Page 71 of Ride Me Cowboy
“I don’t know. Maybe because you know I’m only here a little while. I feel it, too.”
He grins, slowly, and my heart stops trembling and starts flipping. Then, his expression sobers, his eyes focusing on the stars overhead.
“The ranch is in trouble.”
“What?” It’s literally the last thing I expect to hear from him.
“I had no idea how much until the old man died and I took things over. It’s a mess, Beth. He left it in a mess.”
I sit up, propping my weight on the palm of one hand, so I can see him properly. “How big of a mess?”
“If I can’t turn things around in the next six months, I’m going to have sell off a fair bit of land.”
I close my eyes, instinctively knowing how much he hates the idea of that.
“This land that’s been in my family for generations, and I’ll be the one to carve it up.”
“That’s not your fault,” I say sharply. “If your dad left things the way he did…”
A muscle jerks in his jaw.
“How did this happen?” I ask, softly.
“It happened the day he let his big, stupid heart take over his decision making,” he mutters. “Never could help himself fromwanting to fix everything. So, when some old childhood friend of my mom’s got in trouble, asking to borrow money, he couldn’t say no.

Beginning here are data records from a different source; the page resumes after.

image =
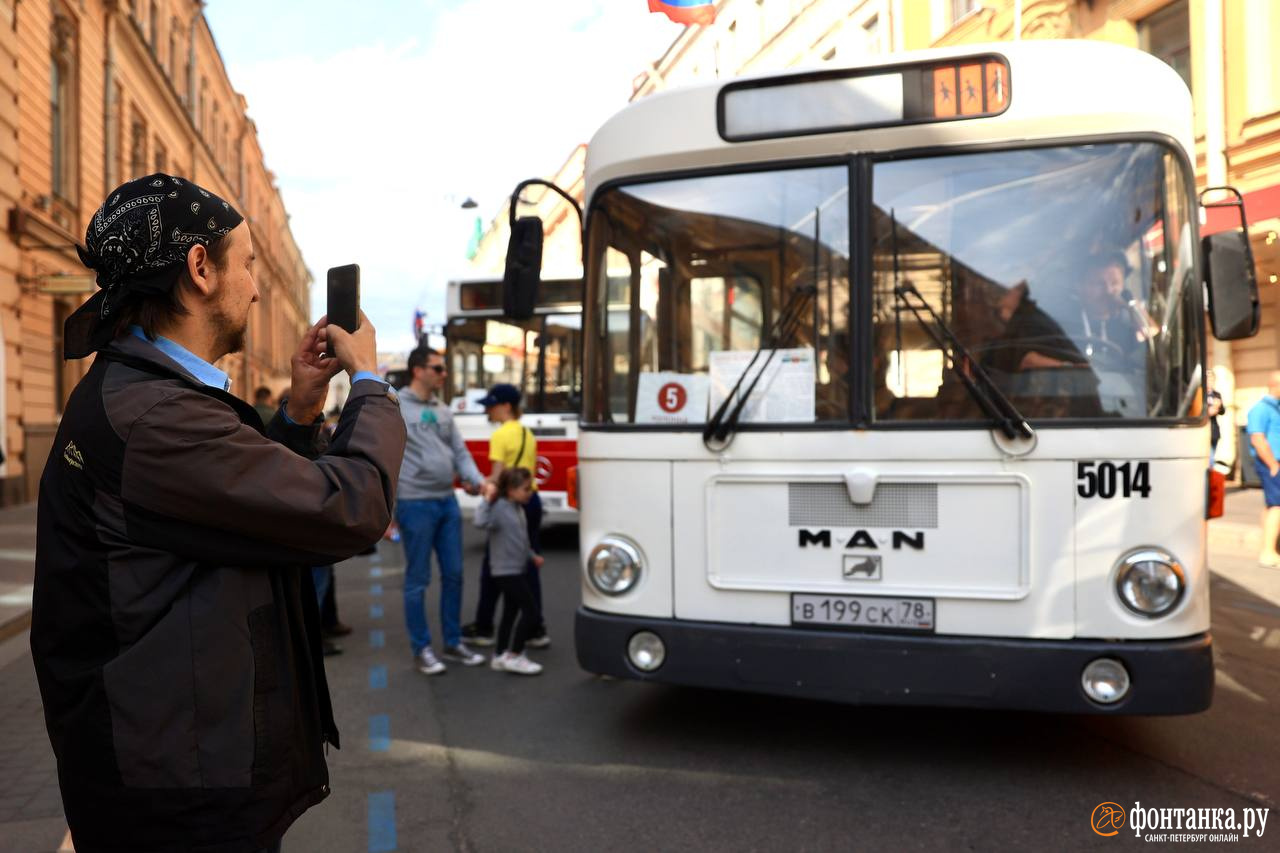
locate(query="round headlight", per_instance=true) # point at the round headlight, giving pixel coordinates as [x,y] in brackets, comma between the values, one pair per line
[615,565]
[647,651]
[1150,582]
[1105,680]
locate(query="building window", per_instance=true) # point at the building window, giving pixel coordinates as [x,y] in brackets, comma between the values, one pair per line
[1168,35]
[872,36]
[961,8]
[137,146]
[62,108]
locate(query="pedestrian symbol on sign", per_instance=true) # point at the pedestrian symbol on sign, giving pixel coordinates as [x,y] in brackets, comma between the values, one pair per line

Especially not when this friend kept going on about mom, how much she meant to him.” He shakes his head angrily. “I had no idea about any of this, until after he’d died, and I saw the emails. This guy led my dad down a merry path.”
“But surely you can get the money back.”
“It was a scam, Beth. This bottom feeder preys on whoever he thinks he can sweet talk into handing over cash.”
I shake my head, hating that. “How much money?”
“More than dad had in the bank, so he took out a loan.”
“Oh, God, Cole…”
“It seems like by the time he started to wise up to it being a scam, he was in too far. I wish he’d told me. I hate to think of him having lost sleep over this.”
I nod, pressing a hand to his chest. “But surely between you and the others, there’ll be something you can…”
“They don’t know,” he cuts me off. “And I plan to keep it that way.”
That makes no sense to me. I’ve seen how close they all are. “But, why?”
“Because he wouldn’t want them to know. He wouldn’t even want me knowing. He was a proud man, and this ranch was everything to him. I owe it to his memory to protect that.”
I shake my head, disagreeing. “He might have been a proud man, but he was still a man, as capable of making mistakes as the rest of us.”
“My brothers, Mack and Cass, they idolize him. I’m not going to ruin that.”
“You wouldn’t be ruining it for them by painting a true picture. And you can share the burden, work as a team to turn things around.”
“It’s not that simple. Costs are out of control. We need more money to grow the herd, to use the land better. The smaller we get, the less able I am to fix this.”
He stares right up at the sky.
“All I want is to fix it.” He says the last sentence for his own benefit, not mine. I can tell by the way he half swallows the words.
I want him to be able to fix it, too. Suddenly, I want that more than I can say, and it’s like this bolt of lightning pierces my mind, reminding me of who I am and, more importantly, what I have.